Less than 2 hours from Darwin is Litchfield National Park. It is named after an explorer who ‘discovered’ the area and is said to be Kakadu’s cooler little sister. It had come so highly regarded and given how easy we took life in Darwin it we were glad that it was close by.

One thing we have noticed about parks in the top end is that information about the park and in particular the walks, is minimal. Walks are limited as I suppose the hot dry climate here could get a unprepared walker into trouble, so they don’t provide much information about them in an effort to discourage it. Often, we didn’t know where a walk was until we stumbled across its beginnings in a car park.  For our first walk in Litchfield we chose the ‘Magnetic Termite Mounds’. We had lunch before we set off and packed the backpack with water and a snack only to find that the walk was literally about 20 metres long!  Litterally. We were so disappointed.

Our next stop for the afternoon was a swimming hole, which ironically was ‘swimming’ with people! We could barely find a spot to get in the water as busloads of people enjoyed the chance to cool off. It seems that Litchfield has come highly recommended to many. Thankfully as the afternoon faded, the day-trippers left and we shared the pools with only a few who remained that were camping in the area.

Litchfield is characterized by its waterfalls. We found it best to start the day early and spent a wonderful morning having Florence Falls all to ourselves!

Litchfield’s waterfalls are spring fed so they flow all year round and do not have crocks. We found lovely swimming hole after lovely swimming hole throughout the park, however as Litchfield is mainly accessed by sealed road, everywhere was busy.

Within a day we had seen most of the park from the sealed road and had even done some walks. We decided to follow the 45km dirt road ‘Reynolds River Track’ to exit the park at the southern end. We were in for a big surprise! We assumed the road would be like the other ‘4wd tracks’ we had driven on in Kakadu, it wasn’t and driving this road turned out the be our Park highlight.
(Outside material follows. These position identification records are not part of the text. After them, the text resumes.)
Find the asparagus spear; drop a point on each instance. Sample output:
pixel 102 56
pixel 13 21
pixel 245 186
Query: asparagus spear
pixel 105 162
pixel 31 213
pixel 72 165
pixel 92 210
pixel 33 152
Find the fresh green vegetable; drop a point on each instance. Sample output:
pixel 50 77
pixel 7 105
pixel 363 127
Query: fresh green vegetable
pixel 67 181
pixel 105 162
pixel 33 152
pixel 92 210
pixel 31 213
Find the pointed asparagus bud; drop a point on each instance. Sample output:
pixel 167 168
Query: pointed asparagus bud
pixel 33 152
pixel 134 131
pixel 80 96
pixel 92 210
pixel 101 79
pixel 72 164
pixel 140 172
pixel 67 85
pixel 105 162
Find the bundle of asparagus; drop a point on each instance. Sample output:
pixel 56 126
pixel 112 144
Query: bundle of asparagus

We found waterholes that weren’t crowded and ended up camping an extra night under the starry skies at a remote campsite. We passed dramatic landscapes of termite mounds that looked like giant grave yards and then there were the river crossings. The first few were fun. A bit deeper than we had done before but we were excited, held our breath and took it in our stride. Then we hit a sign saying that snorkels were recommended. We don’t have a snorkel but we didn’t want to turn around to cross over the rivers that we had already nervously crossed. We tried to walk across to judge the depth, but neither of us wanted to be hanging around in the rivers, which unlike Litchfield’s rock pools, were home to saltwater crocs!
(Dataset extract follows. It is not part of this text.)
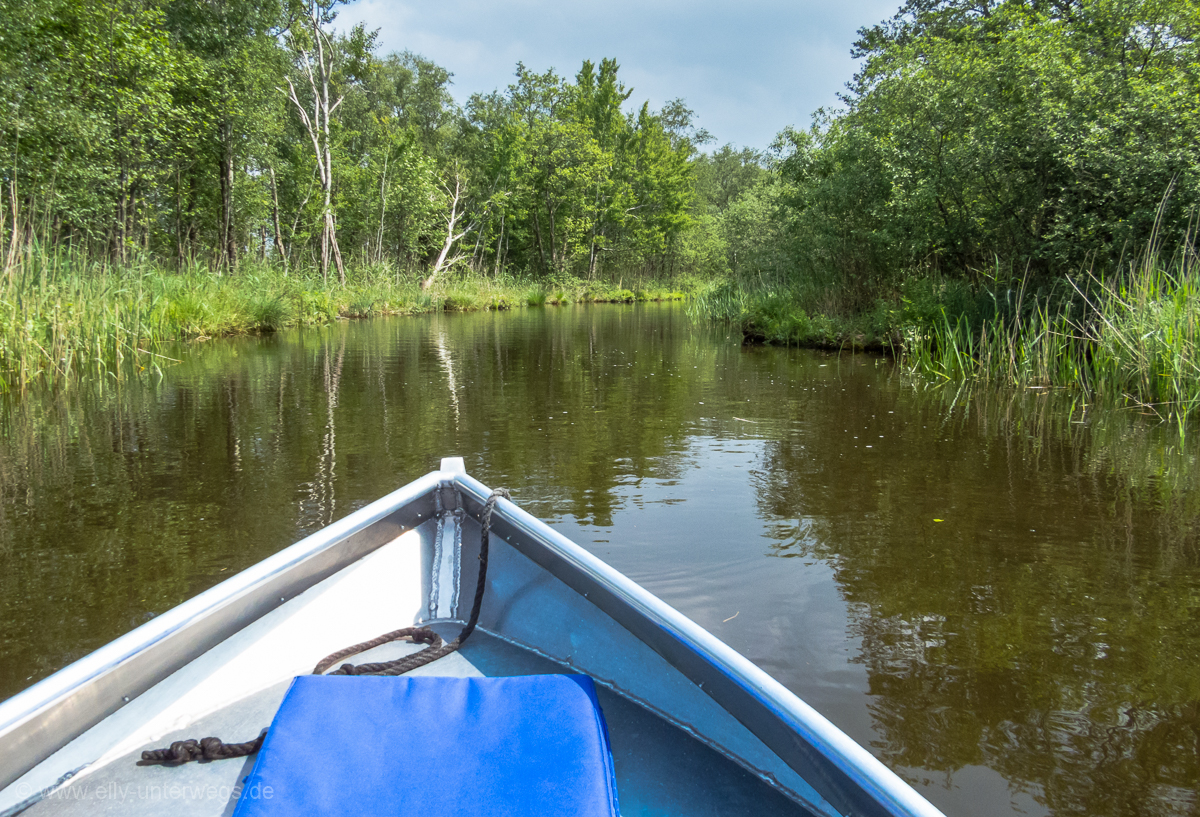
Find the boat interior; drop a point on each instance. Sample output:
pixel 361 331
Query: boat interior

Thankfully, we and the car managed it fine with a lot of bravery and a bit of grunt. It was a little scary and quite exciting at times and it really was the highlight of our time in the park. It was my first time ‘spotting’ (being the person outside the car giving directions to the driver) and quite frankly I sucked! We managed to drive right over a tree stump coming out of the Reynolds River. I just squatted down and put my head in my hands and kept saying ‘oh no’ as the underbody scraped along the stump. Rob yelled out ‘don’t just sit there with your eyes closed!’ and I had to snap out of it really quick. Don’t worry, Rob got me back crossing the Reynolds River for the second time (a bit further down the track) by driving off and leaving me stranded on a sand bank in the middle of the river. With a few laughs I made my way across to the car thanks to a handy fallen tree.